Quando te tiveres enganado em algo, reconhece-o. Podes ter a certeza de que, deste modo, crescerá muito a minha admiração e apreço por ti. Além disso, procedendo deste modo, estais a ensinar-me a reconhecer e admitir os meus erros.

Tratai-me pelo menos com a mesma cordialidade e ternura com que tratais os vossos amigos. Pelo facto de sermos membros de uma família não quer dizer que não devamos ser amigos. Não me peçais para fazer coisas que vós não fazeis. Eu aprendo a fazer o que vós fazeis, mesmo que não mo digais. Mas nunca aprenderei a fazer o que dizeis se vós mesmo o não fizerdes.

Quando vos aperceberdes de que tenho necessidade de te contar um problema nunca me digais que não tendes tempo para tolices. Mesmo que os meus problemas vos pareçam insignificantes, deveis compreender que, para mim, são muito importantes, pois ainda não tive tempo para aprender a gerir a vida como um adulto. Eu sei que, por vezes, estais cansados, mas eu preciso muito de vós.

Podeis ter a certeza de que sois muito importantes para mim. Por favor dizei-me que gostais de mim, embora isso mesmo que isso vos pareça desnecessário. Usai de paciência para comigo. As vossas decisões e atitudes têm como base um conjunto de experiências que eu ainda não tenho. Dai-me atenção. É fundamental para mim sentir-me tomado a sério. Na medida em que possas gasta tempo comigo em casa.

O aspecto mais nobre da vossa missão maternal ou paternal é possibilitar-me uma estruturação equilibrada. É este o caminho para eu poder realizar-me e ser válido para Humanidade. Se quereis que eu venha a ser um bom cristão convida-me a ler e partilhar alguns textos da Bíblia, a fim de eu começar a familiarizar-me com a Palavra de Deus. Também me podíeis ensinar a falar com Deus com a mesma confiança com que um amigo fala com outro amigo. Não me obrigueis a fazer muitas rezas repetitivas, pois essas coisas aborrecem-me, ao ponto de me afastarem mais de Deus. Se me ensinais a falar familiarmente com Deus estais a abrir a minha mente e o meu coração para os valores do espírito e para os horizontes da Fé.

Elogiai-me quando faço algo de bom. Os vossos elogios estimulam-me e dão-me força para fazer bem as coisas. Esforçai-vos para que a nossa casa seja um lar onde habita há alegria e amor. Num lar assim os filhos não sentem tanta necessidade de sair. Ensinai-me a olhar as coisas pelo lado positivo. O negativismo gera opressão e tristeza no meu coração, coisas que me tiram vontade de me esforçar. Procurai conhecer-me bem, a fim de melhor me ajudardes a corrigir as minhas tendências negativas e destrutivas.

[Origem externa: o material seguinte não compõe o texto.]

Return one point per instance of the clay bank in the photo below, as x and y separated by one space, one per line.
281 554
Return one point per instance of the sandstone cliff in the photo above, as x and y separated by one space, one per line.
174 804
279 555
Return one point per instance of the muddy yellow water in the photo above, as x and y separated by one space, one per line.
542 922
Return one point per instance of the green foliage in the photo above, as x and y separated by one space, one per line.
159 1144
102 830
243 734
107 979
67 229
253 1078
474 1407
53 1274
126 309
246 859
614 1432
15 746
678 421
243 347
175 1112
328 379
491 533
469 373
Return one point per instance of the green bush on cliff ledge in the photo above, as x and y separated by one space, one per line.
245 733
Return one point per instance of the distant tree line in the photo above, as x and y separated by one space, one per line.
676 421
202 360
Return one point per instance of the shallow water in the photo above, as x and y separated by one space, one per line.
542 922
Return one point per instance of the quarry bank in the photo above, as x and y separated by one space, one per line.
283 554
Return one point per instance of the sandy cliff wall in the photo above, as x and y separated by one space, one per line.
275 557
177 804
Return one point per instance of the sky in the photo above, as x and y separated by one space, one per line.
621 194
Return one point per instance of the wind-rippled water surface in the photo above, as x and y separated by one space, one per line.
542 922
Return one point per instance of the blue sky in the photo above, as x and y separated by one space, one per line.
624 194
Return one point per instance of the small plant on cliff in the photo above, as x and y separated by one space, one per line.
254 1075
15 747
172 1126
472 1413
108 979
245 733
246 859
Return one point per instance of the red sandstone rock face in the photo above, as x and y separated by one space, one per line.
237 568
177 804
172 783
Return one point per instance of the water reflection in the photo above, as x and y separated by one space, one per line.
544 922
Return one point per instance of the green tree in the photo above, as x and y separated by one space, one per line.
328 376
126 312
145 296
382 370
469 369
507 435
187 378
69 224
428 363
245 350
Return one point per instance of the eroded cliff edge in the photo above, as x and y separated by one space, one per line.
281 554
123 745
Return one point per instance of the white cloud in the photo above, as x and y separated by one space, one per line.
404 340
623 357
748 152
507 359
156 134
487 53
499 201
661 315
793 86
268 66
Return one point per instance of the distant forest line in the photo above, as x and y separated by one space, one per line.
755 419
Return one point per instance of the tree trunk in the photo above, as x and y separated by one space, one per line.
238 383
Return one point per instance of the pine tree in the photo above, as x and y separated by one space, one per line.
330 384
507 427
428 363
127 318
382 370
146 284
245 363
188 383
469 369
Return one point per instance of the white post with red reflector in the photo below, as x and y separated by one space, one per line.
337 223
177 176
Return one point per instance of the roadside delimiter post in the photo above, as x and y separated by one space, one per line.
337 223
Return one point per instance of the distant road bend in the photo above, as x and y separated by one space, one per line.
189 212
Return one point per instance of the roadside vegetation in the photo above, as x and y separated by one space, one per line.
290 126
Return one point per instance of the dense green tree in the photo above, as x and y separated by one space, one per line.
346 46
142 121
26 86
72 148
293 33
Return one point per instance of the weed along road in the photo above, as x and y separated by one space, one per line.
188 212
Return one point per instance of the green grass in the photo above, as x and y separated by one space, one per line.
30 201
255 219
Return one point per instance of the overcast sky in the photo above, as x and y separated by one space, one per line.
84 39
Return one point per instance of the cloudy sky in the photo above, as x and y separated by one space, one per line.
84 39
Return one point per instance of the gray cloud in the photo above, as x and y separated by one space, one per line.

Queria dizer-vos, queridos pais, que a maneira mais perfeita de me amardes é amar-vos muito como casal. Os vossos comportamentos negativos reflectem-se em mim, estruturando-me de modo distorcido. Eu sei que, devido à minha pouca experiência, faço muitas coisas erradas. Por isso vos peço para serdes compreensivos e tolerantes para comigo. Quando sois compreensivos para comigo, estais a ensinar-me a ser compreensivo para vós e para as outras pessoas. Quando me perdoais eu aprendo o grande valor do perdão.